Conservatives point out that there are other alternatives. One would be dependence on local government funding……private charities or that they simply either do not exist at all or they don’t exist to the extent that they do now.
The problem with that is the population base usually isn’t anywhere near what it would need to be for local funding to suffice. We see that right here in Illinois, RonF, with our school districts. Local property taxes are the largest funding mechanism for the schools, which means wealthy suburbs (like the one you live in) have what they need to provide a good education for their students; inner city school districts (like the one I live in) do not have what we need—and would have even less if it weren’t for Title I. Think about that for a minute—that’s just local funding being the primary, not the sole source.
Theoretically, you and your neighbors on your block, or in your subdivision, could form your own self-funded health insurance company. But with that small of a population base, how long do you think it would be before your company was insolvent? Economy of scale, RonF, economy of scale.

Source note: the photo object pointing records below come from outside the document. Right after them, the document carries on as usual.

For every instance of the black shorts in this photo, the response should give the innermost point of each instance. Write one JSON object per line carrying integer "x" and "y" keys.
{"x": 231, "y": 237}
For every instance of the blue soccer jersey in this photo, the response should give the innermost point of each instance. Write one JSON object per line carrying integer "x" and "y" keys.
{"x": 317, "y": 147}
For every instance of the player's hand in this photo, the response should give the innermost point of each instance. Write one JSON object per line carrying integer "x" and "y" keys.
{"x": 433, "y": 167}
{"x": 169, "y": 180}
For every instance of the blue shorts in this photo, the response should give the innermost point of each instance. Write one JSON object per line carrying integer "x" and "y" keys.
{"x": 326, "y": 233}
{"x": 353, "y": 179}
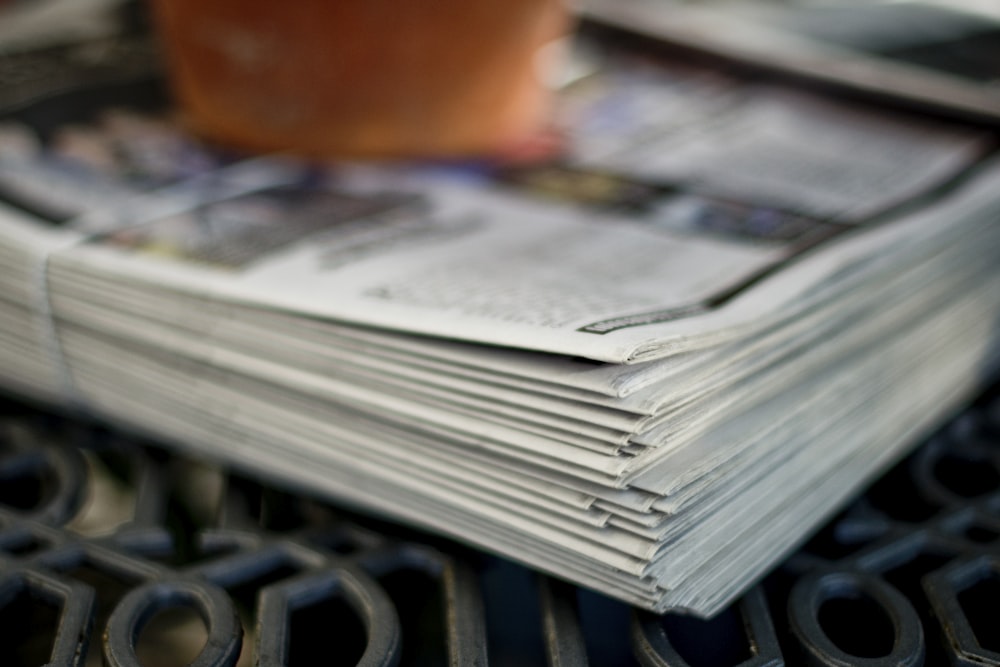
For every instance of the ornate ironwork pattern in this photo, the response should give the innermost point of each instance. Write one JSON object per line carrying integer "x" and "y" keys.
{"x": 115, "y": 552}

As for private charities, economy of scale affects them, too. But more importantly, there is no reciprocity for private charities—they can deny a person needed help for any or no reason at all. They are allowed to discriminate. Governmental assistance comes with an enforceable contract—the person requesting help has certain criteria to meet and agrees to certain terms, the government also has certain criteria to meet. There is an explicit agreement of non-discrimination on race, sex, ethnicity, language, creed, color, national origin, religion….it’s not comprehensive as it doesn’t include sexual orientation or gender expression (thus leaving out LGBT people—and that needs to change)….but it’s better than what most private charities offer. Private charities aren’t accountable to the public the way local governments are, so it intrigues me that you would like to see the burden shift to local sources, knowing full well that local sources mean less accountability, not more. For that matter, local government isn’t as accountable to the public as the federal government. Who is going to enforce an abrogation, or refusal to enter a contract for assistance, when the Sheriff is the brother-in-law of the Mayor? Remember, it wasn’t local authorities that protected the right of Afro-American students to attend school with Euro-American students.
Since you don’t claim to speak for all conservatives (I don’t claim to speak for all progressives, either, but do hold that my economic views are typical of labor unionists), here’s a question for you personally. Do you personally agree that it should be legal to pay sub-living wages, and that the sole burden of responsibility for the consequences of that sub-living wage should be on the person that accepts that sub-living pay?